Les établissements scolaires sont aussi sollicités, ils ne peuvent pas être vus comme des zones de non-droit. Il faudrait continuellement rappeler certaines règles de conduite en communauté, de sorte qu'un délinquant potentiel ne puisse pas établir un rapport de pouvoir, explique la psychologue. "Au lycée, en plus des victimes et des auteurs, il y a aussi des témoins et des observateurs" et ces derniers doivent intervenir en cas de mobbing.
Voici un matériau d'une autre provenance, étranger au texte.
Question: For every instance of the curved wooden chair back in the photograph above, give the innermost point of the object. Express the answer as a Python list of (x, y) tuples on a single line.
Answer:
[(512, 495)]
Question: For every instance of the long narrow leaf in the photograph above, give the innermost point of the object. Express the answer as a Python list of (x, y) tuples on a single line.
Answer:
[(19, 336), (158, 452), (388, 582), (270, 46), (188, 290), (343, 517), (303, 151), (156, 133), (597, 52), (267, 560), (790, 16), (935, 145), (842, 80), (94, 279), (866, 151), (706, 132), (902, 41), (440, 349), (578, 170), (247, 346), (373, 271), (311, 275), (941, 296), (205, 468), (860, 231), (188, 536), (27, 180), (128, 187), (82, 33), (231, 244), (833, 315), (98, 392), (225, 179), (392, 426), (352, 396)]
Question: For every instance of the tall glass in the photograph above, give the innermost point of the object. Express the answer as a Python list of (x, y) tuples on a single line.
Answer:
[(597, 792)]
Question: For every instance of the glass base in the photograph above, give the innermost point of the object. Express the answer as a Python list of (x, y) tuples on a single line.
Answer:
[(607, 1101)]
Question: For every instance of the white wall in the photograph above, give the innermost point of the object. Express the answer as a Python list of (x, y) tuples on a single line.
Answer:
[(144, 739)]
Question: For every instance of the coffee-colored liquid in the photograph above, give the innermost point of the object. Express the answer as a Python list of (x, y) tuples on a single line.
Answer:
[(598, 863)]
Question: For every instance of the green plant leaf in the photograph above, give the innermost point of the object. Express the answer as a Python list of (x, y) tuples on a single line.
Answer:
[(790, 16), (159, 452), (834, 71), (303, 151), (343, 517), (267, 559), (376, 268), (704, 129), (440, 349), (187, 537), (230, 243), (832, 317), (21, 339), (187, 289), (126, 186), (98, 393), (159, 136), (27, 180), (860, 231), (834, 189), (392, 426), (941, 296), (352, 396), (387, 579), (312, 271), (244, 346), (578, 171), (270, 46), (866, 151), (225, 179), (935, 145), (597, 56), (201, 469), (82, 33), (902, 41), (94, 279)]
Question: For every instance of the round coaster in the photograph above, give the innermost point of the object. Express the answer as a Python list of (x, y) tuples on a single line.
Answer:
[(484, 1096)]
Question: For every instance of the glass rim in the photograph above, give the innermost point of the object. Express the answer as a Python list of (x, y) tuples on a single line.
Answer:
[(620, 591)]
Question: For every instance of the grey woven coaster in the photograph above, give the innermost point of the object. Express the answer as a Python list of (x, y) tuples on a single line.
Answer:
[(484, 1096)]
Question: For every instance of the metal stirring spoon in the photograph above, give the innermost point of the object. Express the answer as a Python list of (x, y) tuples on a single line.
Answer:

Il s'agit d'une responsabilité collective.
En ce qui concerne les harceleurs, il y a plusieurs interventions possibles en fonction de la gravité du harcèlement. "En cas de petites attaques répétitives, les enseignants et le personnel du lycée doivent attirer l'attention sur le problème et sanctionner." "Si un phénomène de mobbing est clairement constaté, cela peut aller jusqu'au renvoi de l'auteur et une plainte peut être déposée." Les parents ont également un rôle important à jouer et ils sont visés par la campagne "Exit Mobbing".